If you want to access the time zone ID or any other nested value you will need to apropriately extract it. To to this - again -we need to follow the reply structure.
Let’s see a whole respense for a single team using this code:

response = requests.get('https://statsapi.web.nhl.com/api/v1/teams')
jsondata = response.json()
only_teams_data = jsondata['teams']
our_example_team = only_teams_data[1]  #an example team, at index 1
print(our_example_team) 

The result:

{'id': 2, 'name': 'New York Islanders', 'link': '/api/v1/teams/2', 'venue': {'id': 5026, 'name': 'Barclays Center', 'link': '/api/v1/venues/5026', 'city': 'Brooklyn', 'timeZone': {'id': 'America/New_York', 'offset': -4, 'tz': 'EDT'}}, 'abbreviation': 'NYI', 'teamName': 'Islanders', 'locationName': 'New York', 'firstYearOfPlay': '1972', 'division': {'id': 18, 'name': 'Metropolitan', 'nameShort': 'Metro', 'link': '/api/v1/divisions/18', 'abbreviation': 'M'}, 'conference': {'id': 6, 'name': 'Eastern', 'link': '/api/v1/conferences/6'}, 'franchise': {'franchiseId': 22, 'teamName': 'Islanders', 'link': '/api/v1/franchises/22'}, 'shortName': 'NY Islanders', 'officialSiteUrl': 'http://www.newyorkislanders.com/', 'franchiseId': 22, 'active': True}

We can now see that we will need to acces the venue key which is directly in the team dictionary (you can recognize a dictionary by butterfly brackets { } ):
{[BEGINNING OF THE DATA] 'venue': {'id': 5026, 'name': 'Barclays Center', 'link': '/api/v1/venues/5026', 'city': 'Brooklyn', 'timeZone': {'id': 'America/New_York', 'offset': -4, 'tz': 'EDT'}}, [...REST OF THE DATA]}

We can assing that part of the responce to a variable using command:

venue_data = our_example_team['venue']

So now our venue_data holds the following data:
{'id': 5026, 'name': 'Barclays Center', 'link': '/api/v1/venues/5026', 'city': 'Brooklyn', 'timeZone': {'id': 'America/New_York', 'offset': -4, 'tz': 'EDT'}}

Our timeZone details are in a dictionary assigned as value of the timeZone key.
In order to acces the key we use the syntax:

dictionary_name['key-name']

Just like we did before to get the venue data.
In case of time zone code reads:

timezone_data = venue_data['timeZone']

Now our timezone_data variable holds:
{'id': 'America/New_York', 'offset': -4, 'tz': 'EDT'}

We’re home. Now we can use timezone[‘key-name’] to extract any information from this dictionary. For example:

timezone_name = timezone_data['id']
timezone_offset= timezone_data['offset']

Let’s print our extracted information:

print(timezone_name, timezone_offset)

The printed message will say:

America/New York -4

If you have any questions let me know!

EDIT Extracting more values:
If you’d like to extract any more values just retrieve its key parent value to a temporary dictionary and point it to the key name. Add another if statement to check if it’s key is present. I wrote If statements for each value to avoid errors in case some parts of the dataset were inconsistent or incomplete.

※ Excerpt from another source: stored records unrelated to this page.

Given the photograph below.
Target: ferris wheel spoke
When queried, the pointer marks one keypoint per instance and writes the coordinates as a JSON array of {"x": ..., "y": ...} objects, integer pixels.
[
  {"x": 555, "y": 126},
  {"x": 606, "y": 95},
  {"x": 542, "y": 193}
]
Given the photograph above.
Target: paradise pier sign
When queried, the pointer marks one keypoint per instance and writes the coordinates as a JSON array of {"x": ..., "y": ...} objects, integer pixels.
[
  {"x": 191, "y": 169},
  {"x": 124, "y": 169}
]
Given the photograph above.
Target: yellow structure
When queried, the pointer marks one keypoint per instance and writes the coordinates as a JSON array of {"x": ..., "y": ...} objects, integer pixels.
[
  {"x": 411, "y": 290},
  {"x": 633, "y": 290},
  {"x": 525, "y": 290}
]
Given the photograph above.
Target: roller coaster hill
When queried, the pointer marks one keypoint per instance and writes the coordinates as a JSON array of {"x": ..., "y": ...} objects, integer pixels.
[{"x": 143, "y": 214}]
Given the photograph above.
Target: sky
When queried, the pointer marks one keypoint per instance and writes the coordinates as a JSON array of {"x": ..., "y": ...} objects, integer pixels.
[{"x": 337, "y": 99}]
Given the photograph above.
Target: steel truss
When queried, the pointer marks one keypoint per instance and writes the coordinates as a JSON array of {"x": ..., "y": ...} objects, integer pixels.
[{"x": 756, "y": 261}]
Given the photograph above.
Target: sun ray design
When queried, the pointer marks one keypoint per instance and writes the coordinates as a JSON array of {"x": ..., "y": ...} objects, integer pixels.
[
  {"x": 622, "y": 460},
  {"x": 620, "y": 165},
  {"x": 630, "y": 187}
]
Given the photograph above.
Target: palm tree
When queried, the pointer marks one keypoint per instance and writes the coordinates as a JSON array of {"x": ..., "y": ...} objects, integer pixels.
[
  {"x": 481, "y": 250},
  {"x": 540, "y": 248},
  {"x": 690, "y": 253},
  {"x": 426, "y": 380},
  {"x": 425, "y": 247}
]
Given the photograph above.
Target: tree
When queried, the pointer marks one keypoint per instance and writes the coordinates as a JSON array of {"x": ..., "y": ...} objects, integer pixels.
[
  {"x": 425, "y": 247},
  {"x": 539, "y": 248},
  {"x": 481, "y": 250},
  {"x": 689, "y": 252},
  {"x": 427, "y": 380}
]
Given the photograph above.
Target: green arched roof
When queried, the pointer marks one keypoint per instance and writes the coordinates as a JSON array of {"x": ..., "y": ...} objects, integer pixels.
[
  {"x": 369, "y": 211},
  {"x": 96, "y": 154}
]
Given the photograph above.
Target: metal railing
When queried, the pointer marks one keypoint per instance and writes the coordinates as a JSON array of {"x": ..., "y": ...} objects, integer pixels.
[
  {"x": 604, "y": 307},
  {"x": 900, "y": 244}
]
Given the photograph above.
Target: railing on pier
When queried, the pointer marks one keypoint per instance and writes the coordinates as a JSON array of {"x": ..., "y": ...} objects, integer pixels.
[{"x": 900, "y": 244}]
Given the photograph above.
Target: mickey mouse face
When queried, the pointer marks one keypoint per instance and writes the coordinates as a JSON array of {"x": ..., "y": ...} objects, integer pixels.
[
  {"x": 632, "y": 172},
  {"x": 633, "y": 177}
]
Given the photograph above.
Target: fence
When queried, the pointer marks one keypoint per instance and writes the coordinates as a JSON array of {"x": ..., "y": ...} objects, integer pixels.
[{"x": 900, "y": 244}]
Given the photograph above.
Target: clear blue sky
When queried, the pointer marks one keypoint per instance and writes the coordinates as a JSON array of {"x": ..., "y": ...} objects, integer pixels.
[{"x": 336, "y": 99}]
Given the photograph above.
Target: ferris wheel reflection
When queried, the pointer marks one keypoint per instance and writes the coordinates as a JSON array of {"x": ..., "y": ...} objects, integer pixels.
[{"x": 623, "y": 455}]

EDIT2 advanced: If you want to have a really flexible tool for looking into this kind of data you could probably build a function that iterates through all elements in the response JSON and checks for the number of received keys and records their names into a list and for each of them checks if the value is of the type dictionary
If it is a dictionary it’s name is recorded and then it’s key names are read and checked for the same condition. It also should check if the same key name was already recorded under that parent key name and only recorded new keys. All this would go on until the last key name in the last dictionary was recorded. All of these names (along with any other data recorded, e.g. corresponding keys datatype) are saved to a multi-dimensional list (with elements made of other lists). You can iterate a print of this list formatted in a very readable way and this would give you a complete understanding of the structure and have a full iterable keys reference that you can retrieve from any json.

1 Like

:heart_eyes:
Thank you so much @ljh1830181547. I will return your kindness on somebody else on this forum later.

I added a small piece of code to get the results on a CSV file and now I have a way to get the data I want. I am sure there is a better way to get the headers than typing them manually everytime I change which data is included, but that can wait as I really want to get this project moving forward ie. to start analyzing some actual results.

headers = ['team_id', 'team_name', 'team_api' ,'venue_id', 'venue_name', 'venue_link']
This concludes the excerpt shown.